Mempool refers to a mechanism used by a cryptocurrency’s node to store validated but unconfirmed transactions. Coined from the combination of memory and pool, Mempool acts as a staging area for valid transactions yet to be added to a valid block.
How does a Mempool work?
A blockchain network operates such that individual transactions are broadcast to a single node, passing it up to other nodes throughout the entire network. The cryptocurrency’s node serves as a buffer zone for transactions, ensuring that they are not double-spent and that the signatures provided are accurate. Given the growing number of transaction confirmations usually executed at a specified time interval, these nodes tend to receive a lot of transactions waiting to be confirmed. The amount of memory available dedicated to storing transactions on the node determines the number of unconfirmed transactions held in the mempool, i.e. the mempool size.

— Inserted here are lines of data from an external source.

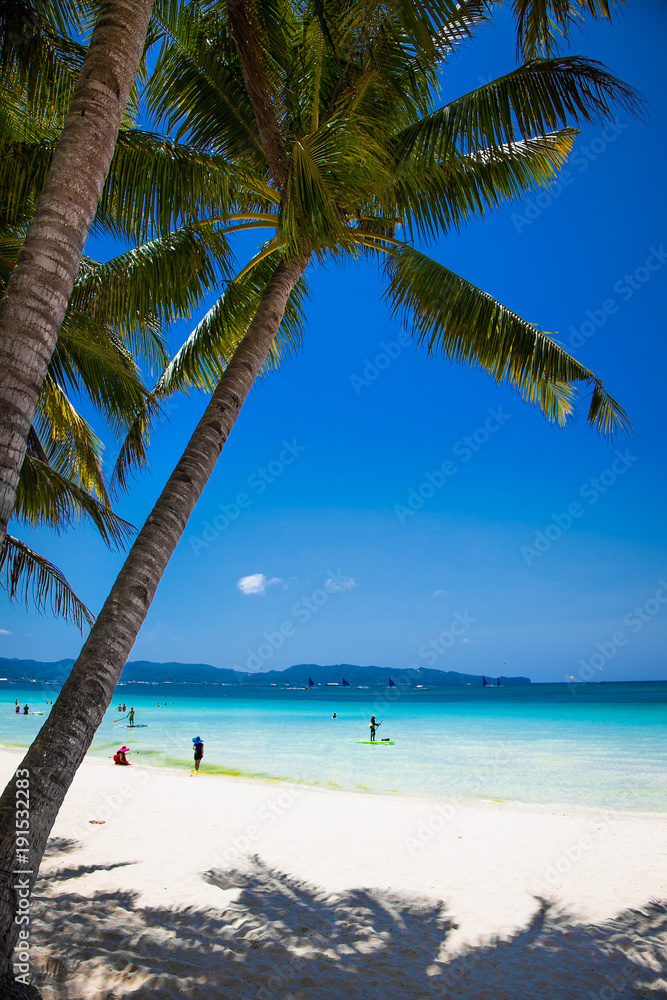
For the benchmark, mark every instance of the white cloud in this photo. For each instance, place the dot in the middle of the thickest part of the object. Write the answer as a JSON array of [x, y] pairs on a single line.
[[256, 583], [345, 584]]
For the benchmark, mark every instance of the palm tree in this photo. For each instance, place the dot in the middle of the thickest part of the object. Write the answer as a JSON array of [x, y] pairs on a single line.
[[328, 113], [114, 321], [36, 298]]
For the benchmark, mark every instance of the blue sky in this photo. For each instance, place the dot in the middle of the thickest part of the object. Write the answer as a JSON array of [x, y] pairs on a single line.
[[345, 443]]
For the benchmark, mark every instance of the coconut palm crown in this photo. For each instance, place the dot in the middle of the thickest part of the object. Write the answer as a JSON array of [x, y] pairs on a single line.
[[330, 114]]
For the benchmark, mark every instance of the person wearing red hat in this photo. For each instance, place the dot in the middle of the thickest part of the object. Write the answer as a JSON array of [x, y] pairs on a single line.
[[199, 750], [120, 758]]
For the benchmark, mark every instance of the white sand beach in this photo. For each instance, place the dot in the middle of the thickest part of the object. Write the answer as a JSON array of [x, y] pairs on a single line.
[[215, 887]]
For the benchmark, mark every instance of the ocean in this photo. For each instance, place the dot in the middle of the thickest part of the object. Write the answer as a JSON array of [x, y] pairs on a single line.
[[596, 745]]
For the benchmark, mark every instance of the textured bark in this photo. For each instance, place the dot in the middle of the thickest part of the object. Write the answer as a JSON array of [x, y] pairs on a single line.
[[61, 745], [34, 303]]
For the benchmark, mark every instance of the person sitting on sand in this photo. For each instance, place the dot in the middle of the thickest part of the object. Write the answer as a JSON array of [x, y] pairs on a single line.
[[373, 726], [199, 750]]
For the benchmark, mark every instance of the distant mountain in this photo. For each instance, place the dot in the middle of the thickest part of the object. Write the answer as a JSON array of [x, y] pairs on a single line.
[[143, 671]]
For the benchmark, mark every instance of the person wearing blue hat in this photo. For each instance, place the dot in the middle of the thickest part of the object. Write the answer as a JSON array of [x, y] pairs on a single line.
[[199, 750]]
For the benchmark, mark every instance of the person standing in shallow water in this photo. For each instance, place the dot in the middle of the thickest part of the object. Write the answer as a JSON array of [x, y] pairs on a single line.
[[199, 751]]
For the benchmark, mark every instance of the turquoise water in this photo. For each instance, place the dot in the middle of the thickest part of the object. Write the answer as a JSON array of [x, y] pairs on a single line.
[[602, 746]]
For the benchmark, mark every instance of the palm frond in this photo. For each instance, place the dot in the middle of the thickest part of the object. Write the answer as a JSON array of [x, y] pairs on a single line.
[[430, 202], [67, 441], [542, 25], [89, 358], [535, 99], [452, 317], [203, 358], [31, 578], [46, 497], [154, 284]]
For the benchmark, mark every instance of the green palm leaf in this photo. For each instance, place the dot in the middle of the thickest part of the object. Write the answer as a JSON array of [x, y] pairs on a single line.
[[446, 196], [154, 284], [454, 318], [201, 361], [535, 99], [543, 24], [27, 575], [66, 441], [46, 497]]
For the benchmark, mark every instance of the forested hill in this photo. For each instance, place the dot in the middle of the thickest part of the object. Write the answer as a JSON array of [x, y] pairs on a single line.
[[297, 676]]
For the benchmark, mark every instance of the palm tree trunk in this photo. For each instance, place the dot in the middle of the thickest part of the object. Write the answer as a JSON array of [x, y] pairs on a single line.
[[34, 303], [61, 745]]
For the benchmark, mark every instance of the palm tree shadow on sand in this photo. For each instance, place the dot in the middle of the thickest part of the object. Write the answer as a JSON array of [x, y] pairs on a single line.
[[279, 938]]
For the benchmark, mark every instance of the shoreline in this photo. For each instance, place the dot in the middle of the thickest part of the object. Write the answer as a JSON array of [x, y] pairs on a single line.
[[173, 858], [520, 805]]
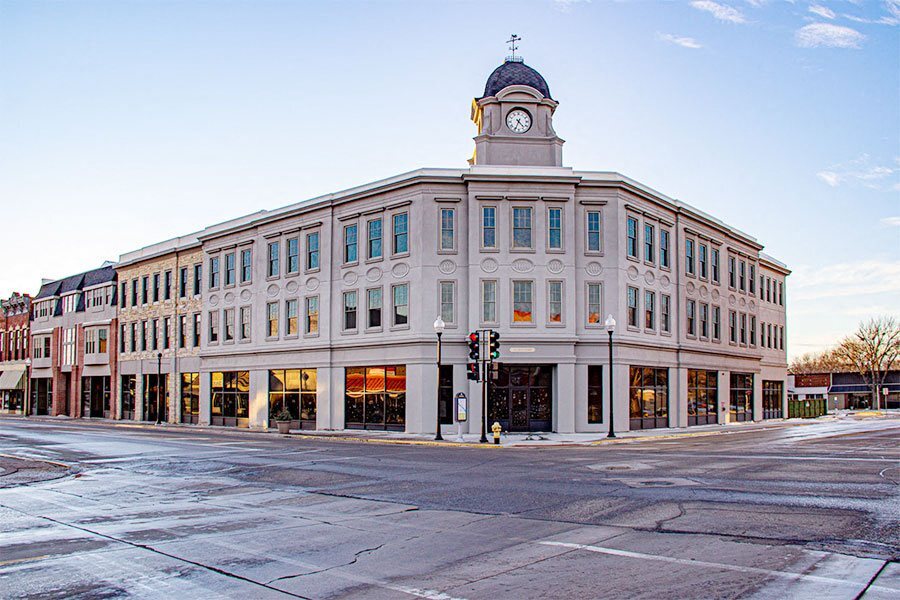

Mempool configuration differs since miners set mempool conditions in various ways. In many nodes, transactions with higher fees are first considered, alongside factors such as block size, block space and network throughput, which means more rewards for miners. Many crypto traders try to figure out the right amount of transaction fee using a mempool explorer as transactions are discarded when the mempool reaches high thresholds, consuming vast amounts of memory.
What Should I Do If My Transaction is stuck in the Mempool?
Yes, transactions can be stuck in a mempool. Solutions such as Opt-In Replace-by-Free (RBF), Child Pays for Parent (CPFP), and Transaction Accelerator Services have been developed to tackle such situations.